Empty the color fill — choose the No Fill option from the dropdown list. Now you can clearly see where the shapes have common space.

Experiment with color, size, and type of the line.

Step 3. Copy and paste the element to add as many circles as you need.

Remember that too many overlapping elements will confuse the audience. A Venn diagram in Word often contains up to 4 pieces.

Step 4. Format the appearance of new shapes.

Step 5. Add text boxes to the shapes. Go to Insert, click on Text Box, and place it to any circle.

By default, a text box would be framed. To remove this frame, select it, go to the right-side toolbar and set the line size as No Line.

Intersections are usually too small for text boxes. In this case, you can add lines or arrows:

  • Go to Insert → Shape → Lines. Choose the desired line or arrow.
  • Fit the line to your Venn diagram.
  • Insert a text box next to the line.

Step 6. The Venn diagram is ready. You can save the document, print it out, or share to somebody.

2. How to draw a Venn diagram in Word docs using Draw.io

ONLYOFFICE has integrated free open-source service Draw.io to enable creating different types of diagrams.

In this method, you need to install the plugin using instructions and then follow the steps below.

Step 1. Go to Plugins and select draw.io.

Step 2. In the opened working area, pick a circle from the left-side menu.

Step 3. Apply custom color and line style to the circle. Uncheck the Fill option.

Step 4. Copy and paste the element to add as many circles as you need.

Step 5. In the menu on the left, go to General and choose Text. Enter your caption and place the element to any circle.

Step 6. To point at the area shared by the circles, you can use lines and arrows from the General section.

Step 7. Click Insert to add the Venn diagram to a Word document.

You can also export it as a PDF or image (PNG, JPEG, SVG).

3. Fillable Venn diagram in ONLYOFFICE forms

ONLYOFFICE forms are similar to text documents but allow creating fillable fields. The method below is suitable for creating a template of a Venn diagram.

Step 1. Create a new DOCXF file — this format is used for new forms in ONLYOFFICE.

Step 2. Draw a Venn diagram as in any Word document — refer to the instructions from option 1.

Step 3. Select any circle, go to the Forms tab, and insert a text field into your diagram.

Step 4. Apply necessary form settings on the right-side menu.

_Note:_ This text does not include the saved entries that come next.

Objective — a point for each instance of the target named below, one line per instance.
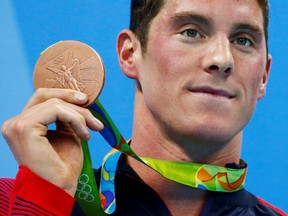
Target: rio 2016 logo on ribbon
(84, 189)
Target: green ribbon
(209, 177)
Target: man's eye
(243, 42)
(191, 33)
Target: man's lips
(212, 91)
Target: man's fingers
(56, 110)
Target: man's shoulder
(270, 206)
(241, 203)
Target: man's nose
(218, 57)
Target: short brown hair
(143, 12)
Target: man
(200, 67)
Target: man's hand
(54, 155)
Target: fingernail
(80, 96)
(98, 123)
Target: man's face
(205, 68)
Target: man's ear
(127, 48)
(262, 89)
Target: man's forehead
(245, 11)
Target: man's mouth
(212, 91)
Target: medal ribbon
(208, 177)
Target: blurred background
(28, 27)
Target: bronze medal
(70, 65)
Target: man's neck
(149, 141)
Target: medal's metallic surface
(70, 65)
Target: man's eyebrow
(191, 16)
(250, 27)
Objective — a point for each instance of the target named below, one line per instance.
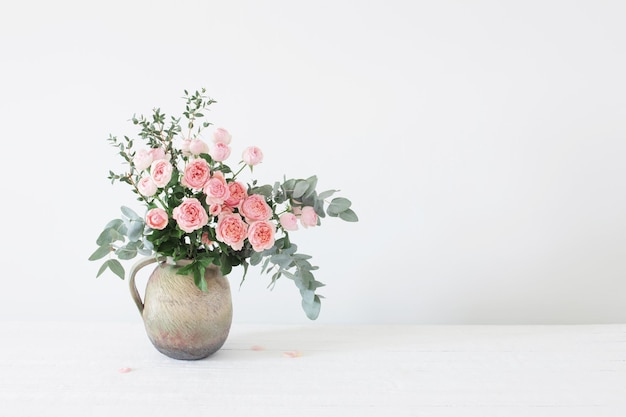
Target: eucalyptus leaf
(135, 230)
(312, 309)
(300, 188)
(308, 296)
(108, 236)
(324, 195)
(349, 215)
(126, 252)
(128, 212)
(100, 253)
(115, 266)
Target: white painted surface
(482, 143)
(73, 369)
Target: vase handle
(131, 281)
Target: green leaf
(312, 181)
(326, 194)
(300, 188)
(312, 309)
(128, 212)
(135, 230)
(338, 204)
(109, 236)
(349, 216)
(128, 251)
(114, 265)
(100, 253)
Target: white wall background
(481, 142)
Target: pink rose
(161, 172)
(238, 193)
(196, 174)
(288, 221)
(252, 155)
(147, 187)
(142, 159)
(185, 147)
(190, 215)
(308, 218)
(215, 209)
(156, 218)
(196, 147)
(216, 189)
(232, 230)
(205, 239)
(255, 208)
(221, 135)
(220, 152)
(261, 235)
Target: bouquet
(197, 207)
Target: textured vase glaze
(182, 321)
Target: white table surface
(75, 369)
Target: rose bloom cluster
(235, 215)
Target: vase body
(182, 321)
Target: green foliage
(124, 238)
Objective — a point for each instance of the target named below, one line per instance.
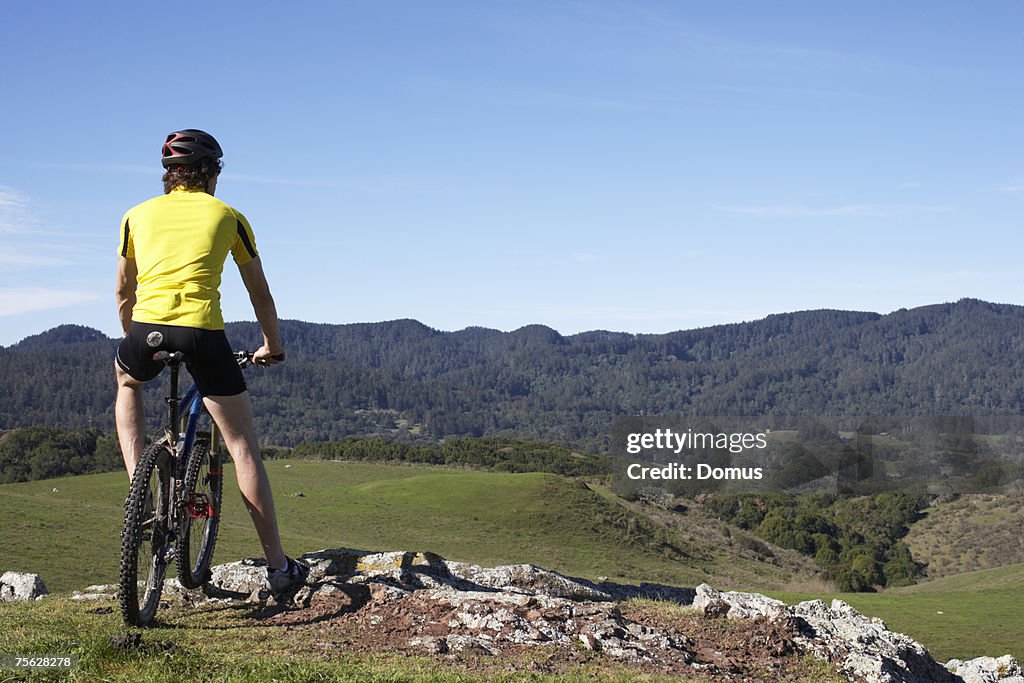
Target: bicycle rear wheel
(144, 538)
(201, 512)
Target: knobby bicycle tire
(199, 534)
(144, 538)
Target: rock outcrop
(423, 603)
(16, 587)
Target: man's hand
(267, 356)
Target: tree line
(403, 381)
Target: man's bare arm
(125, 290)
(266, 312)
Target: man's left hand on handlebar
(264, 356)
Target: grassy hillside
(976, 531)
(68, 529)
(962, 616)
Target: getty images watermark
(687, 456)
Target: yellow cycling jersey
(180, 242)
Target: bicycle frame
(180, 434)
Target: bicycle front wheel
(144, 540)
(200, 512)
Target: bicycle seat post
(172, 360)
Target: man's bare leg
(129, 419)
(235, 418)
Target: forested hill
(409, 381)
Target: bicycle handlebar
(245, 358)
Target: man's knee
(124, 379)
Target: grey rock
(736, 605)
(17, 587)
(527, 579)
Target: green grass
(225, 644)
(72, 537)
(975, 531)
(963, 616)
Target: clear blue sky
(637, 166)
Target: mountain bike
(173, 507)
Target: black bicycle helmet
(184, 147)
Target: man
(172, 253)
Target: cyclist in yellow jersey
(170, 260)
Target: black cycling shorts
(211, 361)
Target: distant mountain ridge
(402, 379)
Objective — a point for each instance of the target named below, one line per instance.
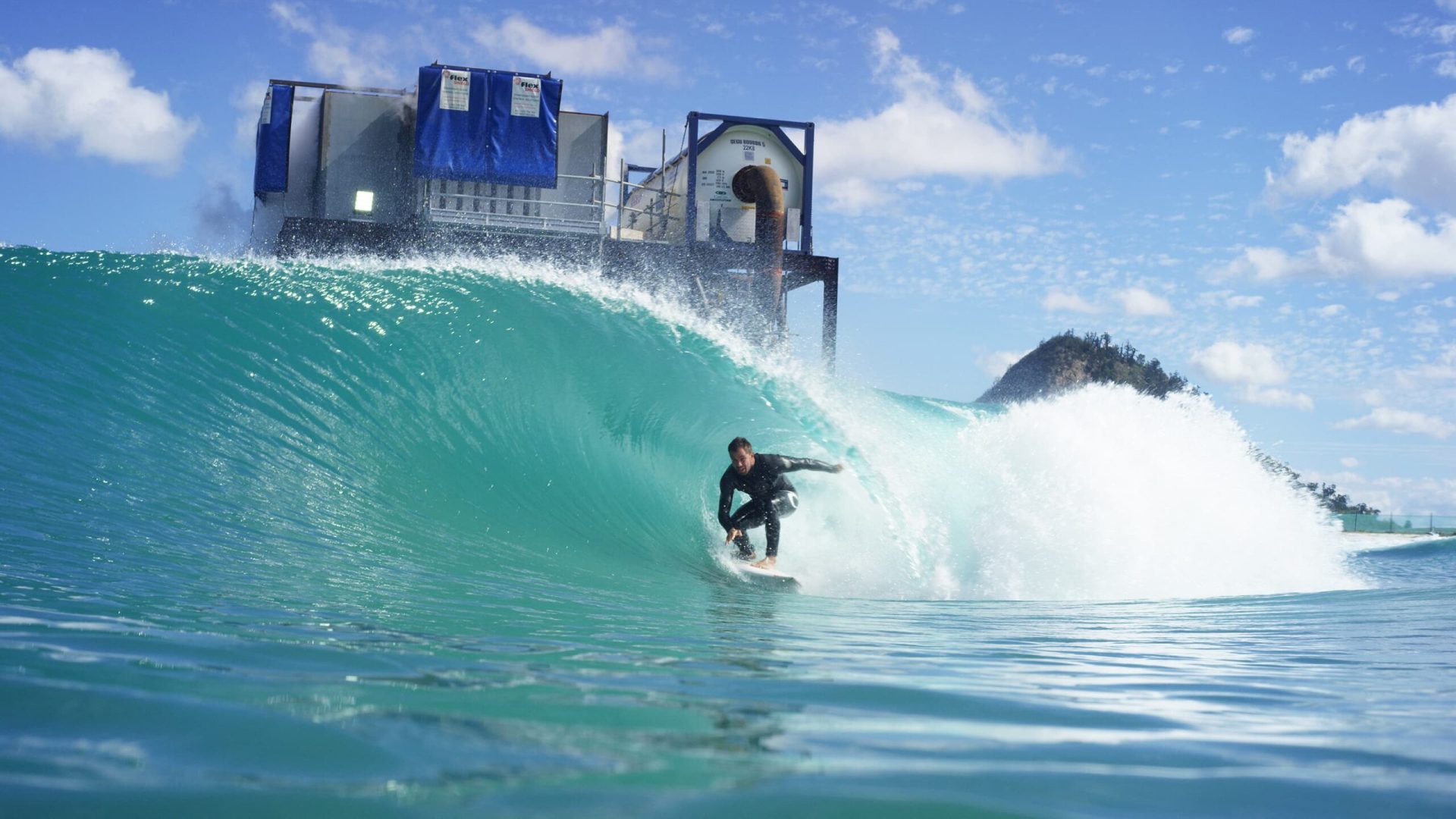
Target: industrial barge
(478, 159)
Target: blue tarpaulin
(484, 126)
(271, 164)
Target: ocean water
(417, 538)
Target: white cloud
(996, 363)
(609, 50)
(1402, 422)
(935, 127)
(1057, 299)
(85, 96)
(1373, 241)
(1276, 397)
(1138, 302)
(1066, 60)
(1408, 149)
(1231, 362)
(1238, 36)
(337, 53)
(1254, 372)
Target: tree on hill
(1068, 362)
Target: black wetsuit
(770, 497)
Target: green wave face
(370, 433)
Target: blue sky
(1263, 196)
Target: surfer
(770, 496)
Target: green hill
(1068, 362)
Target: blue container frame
(696, 143)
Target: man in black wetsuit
(770, 496)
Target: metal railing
(485, 210)
(1429, 523)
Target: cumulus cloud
(1408, 149)
(1057, 299)
(935, 127)
(1065, 60)
(1238, 36)
(1231, 362)
(996, 363)
(1254, 372)
(1138, 302)
(1375, 241)
(604, 52)
(1276, 397)
(337, 53)
(1401, 422)
(85, 96)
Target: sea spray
(503, 417)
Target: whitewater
(438, 535)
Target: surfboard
(766, 576)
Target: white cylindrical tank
(658, 207)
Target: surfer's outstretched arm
(795, 464)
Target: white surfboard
(764, 576)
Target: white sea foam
(1097, 494)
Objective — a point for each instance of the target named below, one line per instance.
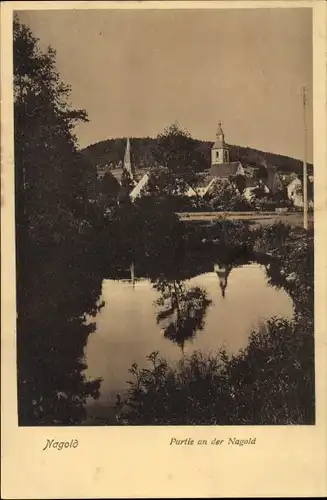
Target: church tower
(127, 160)
(220, 150)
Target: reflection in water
(160, 314)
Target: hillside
(108, 155)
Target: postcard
(163, 252)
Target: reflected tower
(222, 273)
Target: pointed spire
(220, 132)
(222, 274)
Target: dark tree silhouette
(55, 288)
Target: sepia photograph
(164, 217)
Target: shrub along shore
(270, 382)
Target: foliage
(225, 196)
(112, 150)
(54, 187)
(183, 310)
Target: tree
(175, 153)
(55, 284)
(225, 196)
(51, 176)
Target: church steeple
(220, 150)
(127, 159)
(220, 134)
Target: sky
(137, 71)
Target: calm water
(206, 312)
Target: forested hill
(110, 153)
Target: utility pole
(305, 174)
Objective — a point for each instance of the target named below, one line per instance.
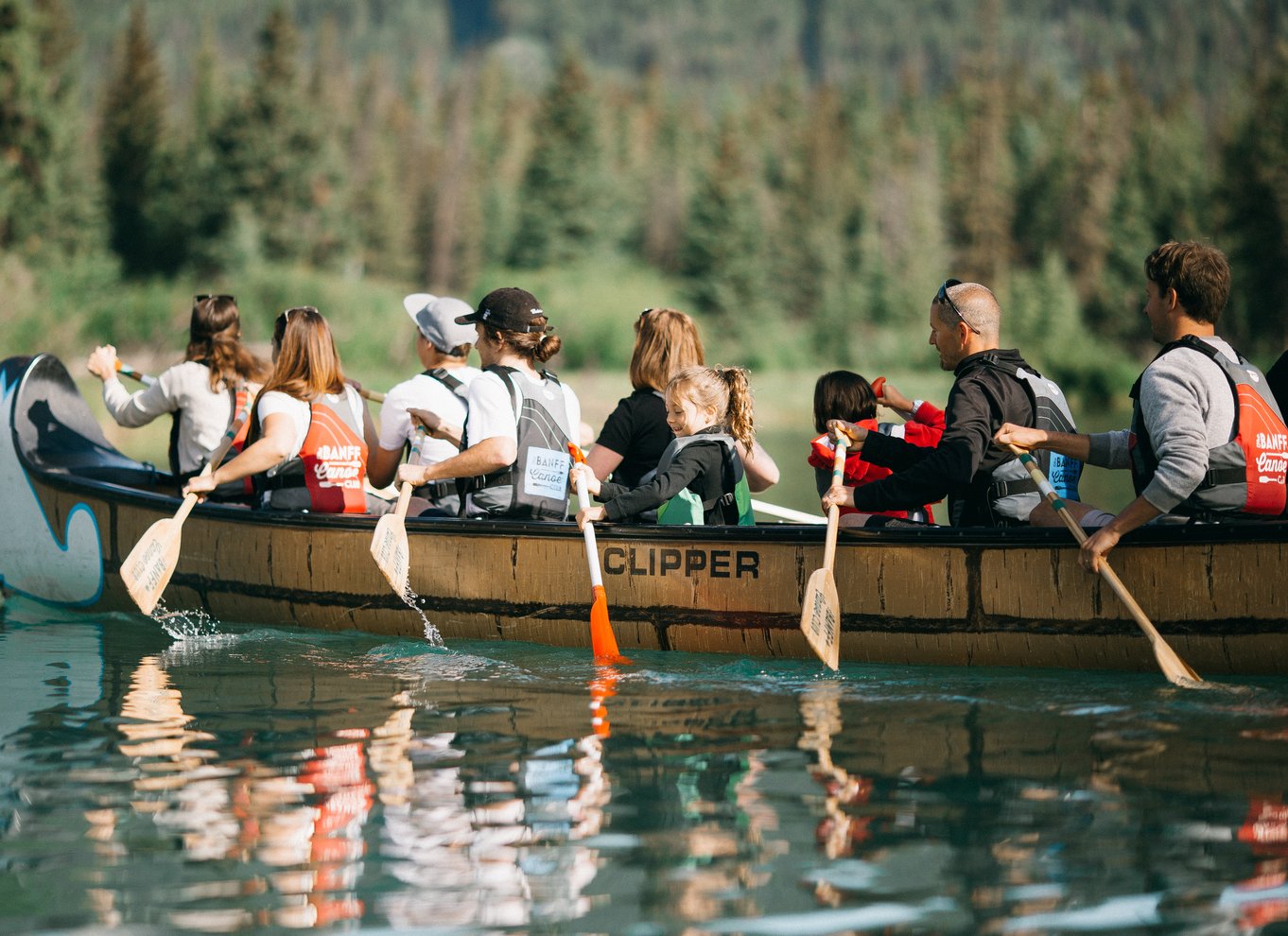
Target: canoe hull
(935, 597)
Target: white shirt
(424, 393)
(299, 411)
(491, 412)
(203, 413)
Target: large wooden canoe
(74, 508)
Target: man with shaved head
(985, 486)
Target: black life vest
(534, 487)
(1011, 494)
(1247, 474)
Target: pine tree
(563, 196)
(134, 135)
(270, 146)
(1256, 206)
(722, 251)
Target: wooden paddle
(603, 643)
(146, 379)
(1173, 666)
(147, 569)
(390, 542)
(821, 612)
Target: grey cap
(436, 319)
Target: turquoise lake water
(203, 776)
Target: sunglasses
(942, 296)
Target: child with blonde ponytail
(700, 477)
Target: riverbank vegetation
(799, 175)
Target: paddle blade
(821, 616)
(147, 569)
(601, 640)
(390, 550)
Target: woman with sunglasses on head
(312, 433)
(514, 454)
(203, 393)
(635, 433)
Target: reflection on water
(260, 779)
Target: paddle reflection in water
(272, 778)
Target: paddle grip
(833, 512)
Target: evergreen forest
(799, 174)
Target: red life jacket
(1247, 474)
(241, 398)
(335, 459)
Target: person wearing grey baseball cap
(514, 456)
(436, 399)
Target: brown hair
(666, 340)
(843, 395)
(1201, 276)
(306, 363)
(214, 340)
(540, 345)
(726, 389)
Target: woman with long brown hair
(635, 433)
(312, 431)
(202, 393)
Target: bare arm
(1073, 444)
(1099, 544)
(760, 468)
(383, 465)
(272, 448)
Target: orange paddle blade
(601, 640)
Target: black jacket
(961, 466)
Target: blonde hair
(306, 363)
(724, 389)
(666, 340)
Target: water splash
(184, 623)
(412, 600)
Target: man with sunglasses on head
(985, 486)
(1207, 440)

You can do the following to text fields:

  • Set character limit
  • Make a field obligatory
  • Activate fixed size for a field
  • Change border and background color

Step 5. Add new text fields where you need them.

Step 6. Save the form as OFORM. This extension lets sharing the document, so that recipients could fill in the blank Venn diagram.

Want to learn more about OFORMs in ONLYOFFICE? Explore our free forms library.

These three ways above describe how to create a Venn diagram in Word documents. Let’s now explore some important things to remember when drawing one.

When you need a Venn diagram

What is a Venn diagram anyway? Introduced by an English logician John Venn in the 19th century, it is a great practice of showing commonalities and differences between two or more concepts.

Here’s an example by HowStuffWorks for comparing tomatoes to apples:

Source: HowStuffWorks

While the shared space in the center describes common features of a tomato and an apple, the rest areas contain specific aspects.

The simple and customizable nature of a diagram makes it handy in literally any explanation. These are probably the most common use cases:

  • School and university
  • Presenting A/B testing results
  • Visualizing competitor analysis
  • Course books
  • Modelling complex structures

Relevant terminology

These terms may be good to know when working with Venn diagrams regularly.

Intersection is exactly the shared space of two or more circles.

Union describes all circles combined.

Symmetric difference are non-overlapping areas of a Venn diagram.

Relative complement is a part of any circle with individual traits only.

Best practices

The layout of your diagram is entirely up to you. These are just some common tips for creating one:

  • Use circles as diagram pieces
  • Use different colors for circles that describe competing things
  • Make your text legible
  • Add lines and arrows where needed
  • Consider using images, for example logos

Finally, always bear in mind the key takeaway you want to show with a Venn diagram. The message should be clear to the audience in a flash.